Elaine Mulcahy, a 42-year-old native of Ireland, moved to Malta three years ago from her home in England. Malta has beautiful weather, loads of historic sites, and a reasonable cost of living, she says.
The lifestyle is laid-back and Mediterranean. For instance, she spent a recent Sunday on a boat, swimming and enjoying the sun, for about 20 euros. In addition, English is one of the main languages spoken, and it’s easy to set up businesses on the island she says.
Ms. Mulcahy says she was surprised to see how many young expats lived in Malta, in addition to retirees. She and her husband run businesses from Malta, and it’s easy to get to continental Europe from the airport.

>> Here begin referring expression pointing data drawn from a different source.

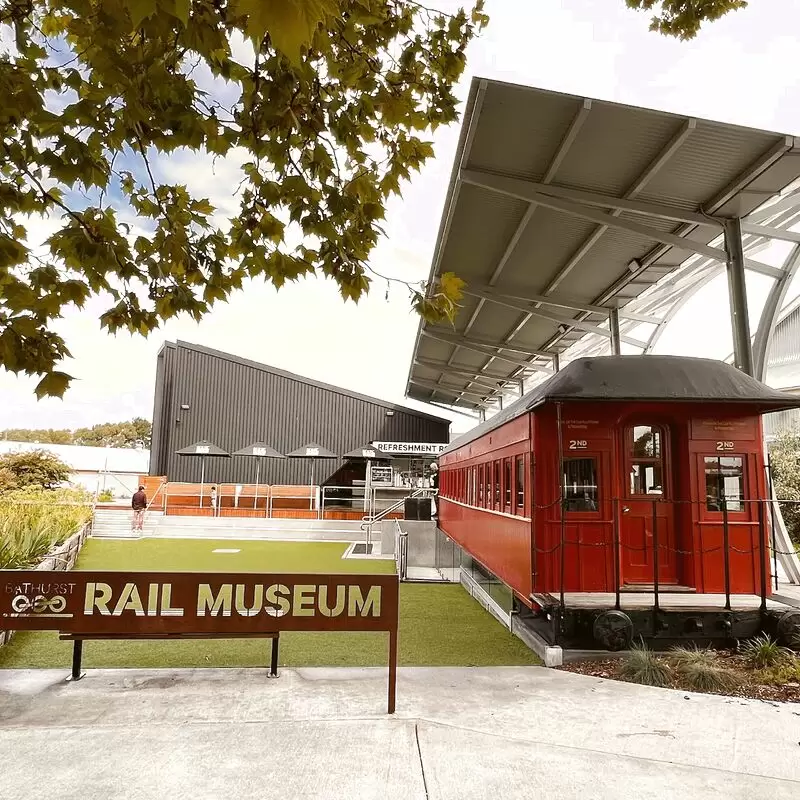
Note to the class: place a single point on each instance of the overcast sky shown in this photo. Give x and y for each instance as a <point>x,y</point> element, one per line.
<point>742,69</point>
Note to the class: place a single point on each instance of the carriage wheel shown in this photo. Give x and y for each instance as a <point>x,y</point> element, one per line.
<point>613,629</point>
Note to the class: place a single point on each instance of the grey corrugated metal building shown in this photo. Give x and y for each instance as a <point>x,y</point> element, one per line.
<point>202,393</point>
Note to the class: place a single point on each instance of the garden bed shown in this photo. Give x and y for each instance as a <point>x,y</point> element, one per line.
<point>722,672</point>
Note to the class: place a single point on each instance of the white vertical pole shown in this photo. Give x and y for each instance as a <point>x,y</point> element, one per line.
<point>367,484</point>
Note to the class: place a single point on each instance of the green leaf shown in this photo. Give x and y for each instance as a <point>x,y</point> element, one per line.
<point>140,10</point>
<point>54,384</point>
<point>289,23</point>
<point>180,9</point>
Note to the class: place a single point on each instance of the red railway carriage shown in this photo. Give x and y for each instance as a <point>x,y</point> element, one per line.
<point>622,476</point>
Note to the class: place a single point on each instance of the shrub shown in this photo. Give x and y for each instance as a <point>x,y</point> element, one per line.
<point>8,480</point>
<point>692,655</point>
<point>643,666</point>
<point>35,468</point>
<point>762,651</point>
<point>786,672</point>
<point>32,522</point>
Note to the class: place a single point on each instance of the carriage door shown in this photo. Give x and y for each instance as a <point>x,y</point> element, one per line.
<point>646,478</point>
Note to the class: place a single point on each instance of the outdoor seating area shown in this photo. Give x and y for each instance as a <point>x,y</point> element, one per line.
<point>269,502</point>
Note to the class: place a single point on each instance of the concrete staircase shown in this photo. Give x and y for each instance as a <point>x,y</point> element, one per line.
<point>115,523</point>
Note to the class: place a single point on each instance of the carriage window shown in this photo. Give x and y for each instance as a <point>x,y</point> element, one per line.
<point>724,482</point>
<point>645,459</point>
<point>580,484</point>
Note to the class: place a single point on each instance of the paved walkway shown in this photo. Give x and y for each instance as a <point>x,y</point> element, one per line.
<point>321,733</point>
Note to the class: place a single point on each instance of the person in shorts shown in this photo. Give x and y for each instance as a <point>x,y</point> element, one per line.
<point>434,485</point>
<point>139,505</point>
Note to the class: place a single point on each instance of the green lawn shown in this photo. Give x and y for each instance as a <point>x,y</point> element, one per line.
<point>440,624</point>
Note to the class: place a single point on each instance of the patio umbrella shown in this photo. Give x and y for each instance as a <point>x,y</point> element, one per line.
<point>312,451</point>
<point>258,450</point>
<point>203,450</point>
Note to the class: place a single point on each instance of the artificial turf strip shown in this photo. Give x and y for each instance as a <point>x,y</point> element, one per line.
<point>440,624</point>
<point>197,555</point>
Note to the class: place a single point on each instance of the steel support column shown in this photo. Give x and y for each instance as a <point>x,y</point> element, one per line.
<point>737,293</point>
<point>613,324</point>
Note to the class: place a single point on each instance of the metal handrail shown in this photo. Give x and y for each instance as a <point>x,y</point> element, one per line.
<point>368,521</point>
<point>401,546</point>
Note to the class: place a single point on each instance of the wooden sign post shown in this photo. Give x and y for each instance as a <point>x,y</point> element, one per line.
<point>174,604</point>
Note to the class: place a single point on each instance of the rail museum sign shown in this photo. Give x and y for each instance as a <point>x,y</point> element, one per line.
<point>166,604</point>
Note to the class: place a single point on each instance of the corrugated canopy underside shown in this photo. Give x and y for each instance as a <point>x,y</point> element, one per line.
<point>560,208</point>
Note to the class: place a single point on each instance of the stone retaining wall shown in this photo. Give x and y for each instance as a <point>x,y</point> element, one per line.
<point>62,559</point>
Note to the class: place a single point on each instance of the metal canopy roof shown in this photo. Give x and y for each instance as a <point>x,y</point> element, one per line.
<point>562,208</point>
<point>641,378</point>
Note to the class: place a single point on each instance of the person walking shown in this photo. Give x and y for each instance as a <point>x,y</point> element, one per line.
<point>435,486</point>
<point>139,505</point>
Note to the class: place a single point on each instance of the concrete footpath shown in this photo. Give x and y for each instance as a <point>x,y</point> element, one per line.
<point>461,733</point>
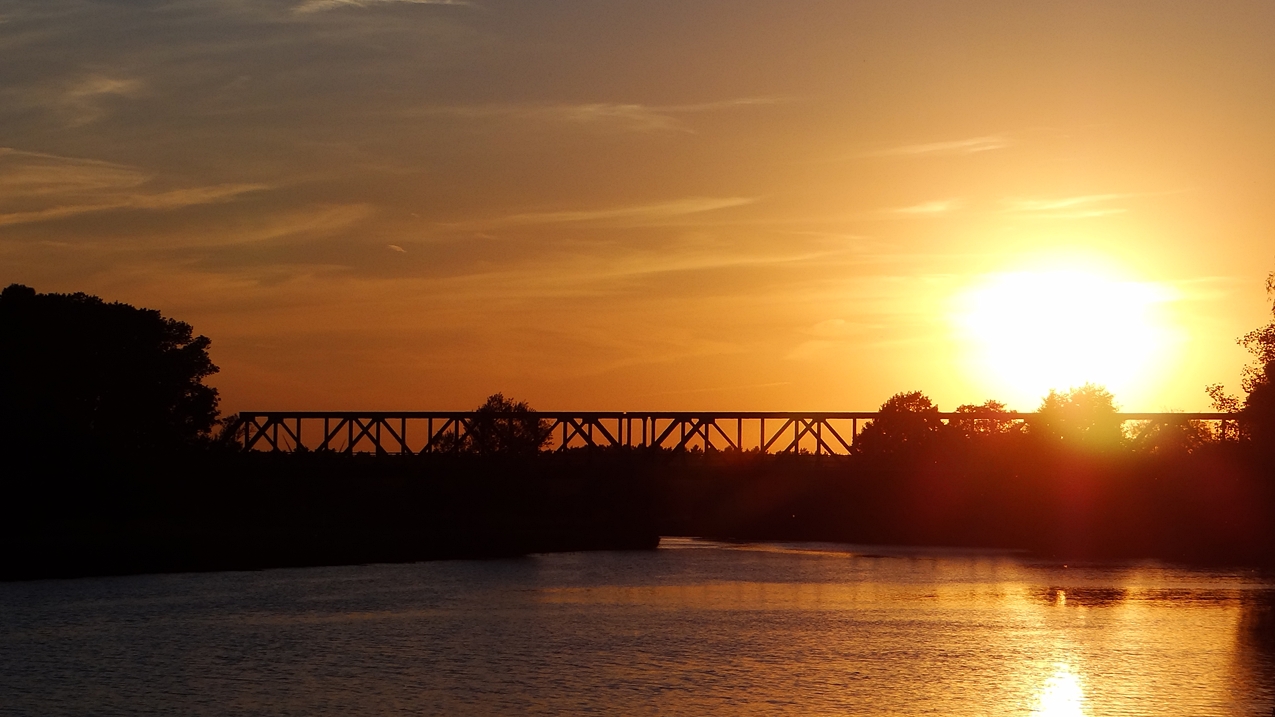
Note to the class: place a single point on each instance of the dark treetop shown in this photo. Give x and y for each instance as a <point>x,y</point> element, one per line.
<point>79,373</point>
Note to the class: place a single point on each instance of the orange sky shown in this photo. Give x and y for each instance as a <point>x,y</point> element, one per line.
<point>641,206</point>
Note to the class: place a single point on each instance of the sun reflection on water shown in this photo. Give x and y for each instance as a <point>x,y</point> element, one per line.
<point>1061,695</point>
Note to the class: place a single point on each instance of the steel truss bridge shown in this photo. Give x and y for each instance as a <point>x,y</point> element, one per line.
<point>432,431</point>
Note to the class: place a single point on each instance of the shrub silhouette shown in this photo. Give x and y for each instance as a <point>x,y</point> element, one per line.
<point>77,371</point>
<point>506,426</point>
<point>987,420</point>
<point>1083,417</point>
<point>904,422</point>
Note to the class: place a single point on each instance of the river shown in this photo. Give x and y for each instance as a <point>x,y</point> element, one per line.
<point>692,628</point>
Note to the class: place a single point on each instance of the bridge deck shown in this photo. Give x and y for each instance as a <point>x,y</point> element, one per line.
<point>425,431</point>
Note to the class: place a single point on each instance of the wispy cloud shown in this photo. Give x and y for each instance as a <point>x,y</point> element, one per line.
<point>320,5</point>
<point>970,146</point>
<point>38,186</point>
<point>86,101</point>
<point>928,208</point>
<point>175,199</point>
<point>634,213</point>
<point>629,116</point>
<point>1067,207</point>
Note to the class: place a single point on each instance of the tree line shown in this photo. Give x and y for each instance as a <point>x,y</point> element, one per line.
<point>79,371</point>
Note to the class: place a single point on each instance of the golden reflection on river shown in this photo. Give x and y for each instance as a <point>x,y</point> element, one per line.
<point>694,629</point>
<point>1061,695</point>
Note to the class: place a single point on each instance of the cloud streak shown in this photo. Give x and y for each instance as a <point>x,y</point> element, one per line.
<point>928,208</point>
<point>1066,207</point>
<point>629,116</point>
<point>970,146</point>
<point>636,214</point>
<point>320,5</point>
<point>36,188</point>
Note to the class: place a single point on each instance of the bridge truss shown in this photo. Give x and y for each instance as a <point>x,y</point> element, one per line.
<point>431,431</point>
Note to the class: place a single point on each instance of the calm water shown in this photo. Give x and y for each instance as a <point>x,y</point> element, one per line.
<point>692,628</point>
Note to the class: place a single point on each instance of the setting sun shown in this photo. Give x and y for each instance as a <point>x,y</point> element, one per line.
<point>1033,331</point>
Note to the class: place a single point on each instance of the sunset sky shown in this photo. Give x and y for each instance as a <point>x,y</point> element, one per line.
<point>654,206</point>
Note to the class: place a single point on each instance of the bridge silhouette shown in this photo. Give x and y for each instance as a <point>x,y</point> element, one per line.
<point>429,431</point>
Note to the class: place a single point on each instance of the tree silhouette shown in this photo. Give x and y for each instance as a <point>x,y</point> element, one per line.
<point>1259,383</point>
<point>1081,417</point>
<point>905,421</point>
<point>991,419</point>
<point>79,373</point>
<point>505,426</point>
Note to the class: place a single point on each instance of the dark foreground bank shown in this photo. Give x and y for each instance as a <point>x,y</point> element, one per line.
<point>218,510</point>
<point>232,512</point>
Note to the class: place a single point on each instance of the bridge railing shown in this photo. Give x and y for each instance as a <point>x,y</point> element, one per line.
<point>429,431</point>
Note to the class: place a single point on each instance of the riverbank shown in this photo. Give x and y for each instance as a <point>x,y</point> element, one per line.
<point>227,510</point>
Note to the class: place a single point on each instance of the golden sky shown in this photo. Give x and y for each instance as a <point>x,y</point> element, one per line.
<point>654,206</point>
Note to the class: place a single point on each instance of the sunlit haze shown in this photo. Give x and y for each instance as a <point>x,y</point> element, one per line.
<point>1029,332</point>
<point>654,206</point>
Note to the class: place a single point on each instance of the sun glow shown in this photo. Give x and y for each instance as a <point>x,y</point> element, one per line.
<point>1029,332</point>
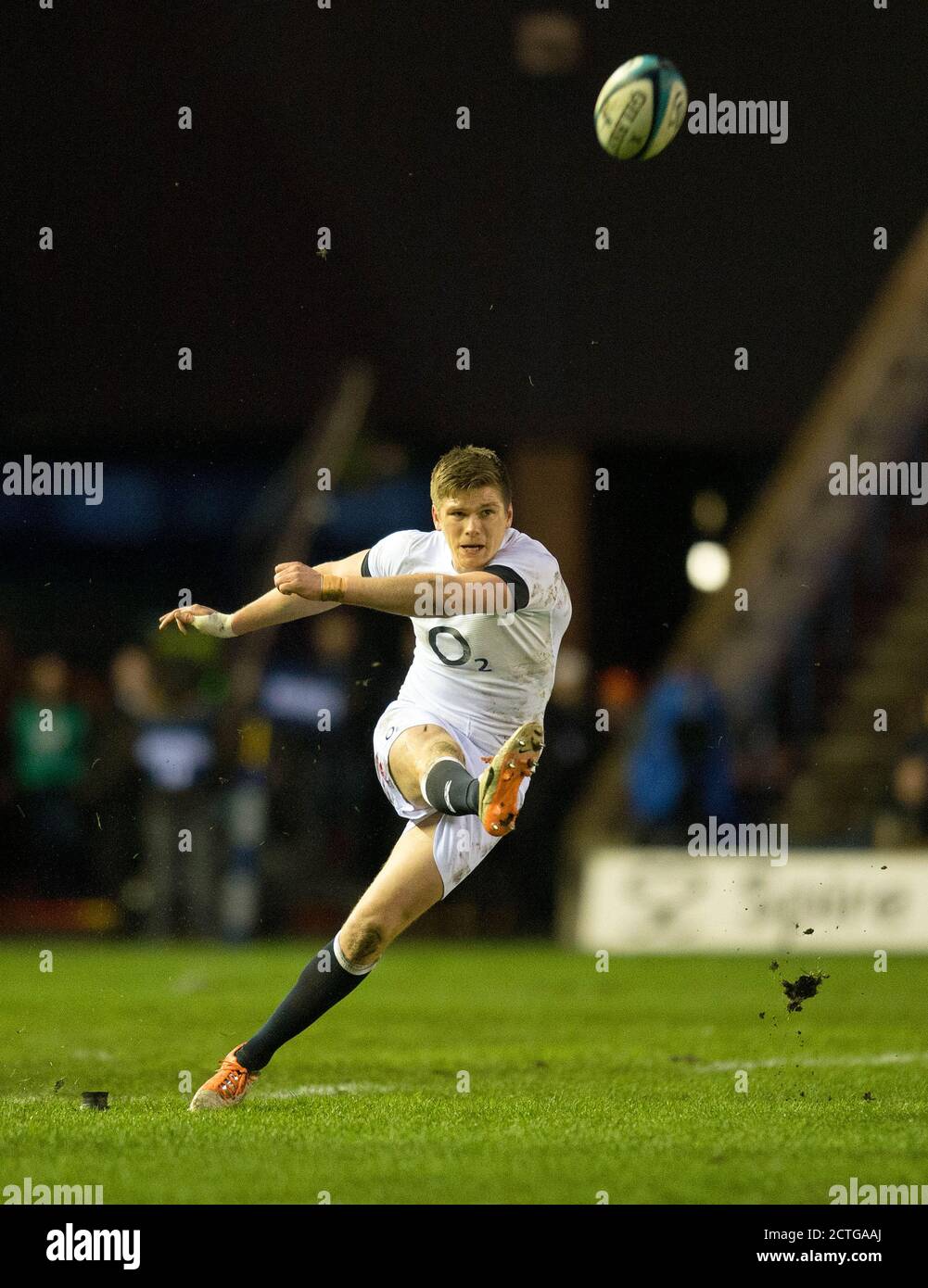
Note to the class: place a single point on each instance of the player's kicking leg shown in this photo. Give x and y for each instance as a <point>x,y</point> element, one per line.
<point>426,765</point>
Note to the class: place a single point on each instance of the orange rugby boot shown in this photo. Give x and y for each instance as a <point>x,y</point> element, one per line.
<point>501,781</point>
<point>227,1087</point>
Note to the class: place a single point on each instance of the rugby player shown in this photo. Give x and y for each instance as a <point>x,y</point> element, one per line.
<point>456,749</point>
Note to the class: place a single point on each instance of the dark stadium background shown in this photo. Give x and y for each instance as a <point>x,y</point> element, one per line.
<point>346,119</point>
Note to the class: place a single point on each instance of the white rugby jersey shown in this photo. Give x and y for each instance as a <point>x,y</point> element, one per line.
<point>486,674</point>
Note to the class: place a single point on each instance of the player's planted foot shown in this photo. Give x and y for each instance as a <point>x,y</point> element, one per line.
<point>501,781</point>
<point>227,1087</point>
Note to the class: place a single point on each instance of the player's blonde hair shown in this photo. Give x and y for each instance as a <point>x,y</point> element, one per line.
<point>466,468</point>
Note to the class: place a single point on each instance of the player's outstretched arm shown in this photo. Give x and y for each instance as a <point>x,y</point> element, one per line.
<point>273,610</point>
<point>425,594</point>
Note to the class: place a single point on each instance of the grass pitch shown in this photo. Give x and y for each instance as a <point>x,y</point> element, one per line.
<point>581,1083</point>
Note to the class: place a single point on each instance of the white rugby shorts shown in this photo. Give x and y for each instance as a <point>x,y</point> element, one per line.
<point>461,840</point>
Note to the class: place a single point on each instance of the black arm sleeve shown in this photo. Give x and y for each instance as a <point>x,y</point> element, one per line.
<point>522,593</point>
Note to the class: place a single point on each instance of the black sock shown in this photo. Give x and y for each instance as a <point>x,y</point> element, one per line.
<point>323,983</point>
<point>450,789</point>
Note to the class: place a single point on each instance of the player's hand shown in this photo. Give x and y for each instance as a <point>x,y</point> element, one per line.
<point>296,578</point>
<point>184,617</point>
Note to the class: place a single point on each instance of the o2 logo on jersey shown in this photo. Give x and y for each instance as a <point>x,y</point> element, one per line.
<point>465,648</point>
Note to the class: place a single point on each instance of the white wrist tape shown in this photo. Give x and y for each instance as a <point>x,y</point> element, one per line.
<point>214,624</point>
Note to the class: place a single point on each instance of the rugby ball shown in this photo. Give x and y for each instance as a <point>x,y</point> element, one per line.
<point>641,108</point>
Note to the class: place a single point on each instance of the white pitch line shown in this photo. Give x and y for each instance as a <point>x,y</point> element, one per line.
<point>842,1062</point>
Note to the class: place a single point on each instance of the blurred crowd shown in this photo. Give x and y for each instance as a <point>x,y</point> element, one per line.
<point>146,785</point>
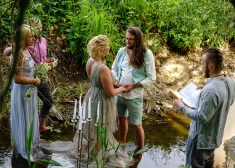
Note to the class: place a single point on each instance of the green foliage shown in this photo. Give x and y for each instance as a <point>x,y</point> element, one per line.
<point>180,24</point>
<point>189,24</point>
<point>182,166</point>
<point>68,92</point>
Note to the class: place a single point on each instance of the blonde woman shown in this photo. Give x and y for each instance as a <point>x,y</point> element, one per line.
<point>39,54</point>
<point>101,91</point>
<point>24,108</point>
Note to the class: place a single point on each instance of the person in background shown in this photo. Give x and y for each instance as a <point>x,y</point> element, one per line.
<point>101,94</point>
<point>210,114</point>
<point>39,54</point>
<point>24,111</point>
<point>134,68</point>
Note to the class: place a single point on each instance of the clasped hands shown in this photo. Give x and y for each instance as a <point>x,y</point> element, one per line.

American Cheryl Morriston, 54, moved to Malta recently, even though she had rarely traveled much outside of the U.S. “It’s a sweet little paradise,” she says. “Part of me doesn’t want to tell you how it is,” she adds, for fear of making the island too crowded. Ms. Morriston had worked for a number of high-tech firms in the San Francisco area, but was tired of the pace of life there.
There’s a “fantastic lifestyle, filled with ease” in Malta, she says.
Of course there are other expat paradises to consider too. Ecuador retained its spot as the survey’s top country again this year, and Mexico moved from third place to second. The overall ranking was determined by a host of categories, including satisfaction with life in general, leisure options, ease of settling in, cost of education and childcare, finding friends, and travel options.
Dividing up survey questions by gender yielded a new set of surprises, Mr. Zeeck says. Women and men often had very different opinions on the suitability of different countries. For instance, Hong Kong is No. 1 for women in terms of jobs and career, but only No. 35 for men. Thailand ranked No. 3 for women on “ease of settling in,” but only No. 13 for me. The United Kingdom was No. 23 for women in work-life balance, but only No. 42 for men.
Last year, Switzerland was the winner in the “quality of life” category. This year, it’s Singapore, known as “the Switzerland of Asia,” says Mr. Zeeck, followed by Ecuador and Austria.
Turkey fared badly in the list, coming in at No. 53 out of 64 countries. While “people are very welcoming and warmhearted” and welcoming to foreigners, says Mr. Zeeck, the culture and the language present more of an obstacle. Three-fifth of the respondents on Turkey said they found learning Turkish difficult. The country’s political instability is also a factor, as is the quality of education and childcare, says Mr. Zeeck. And the work-life balance issue puts Turkey in spot No. 61 out of 64 places.
Brazil also ranked low on a number of scales, coming in at No. 57 overall, No. 51 on travel and transport, and No. 61 on health, safety, and well-being. Living expenses, housing, and health care are all expensive and 60 percent of the respondents are concerned about their personal safety in Brazil, says Mr. Zeeck, compared to a global average of just 11 percent of expats worried about safety.
Then again Brazil got to No. 10 for friendly attitude toward foreign residents.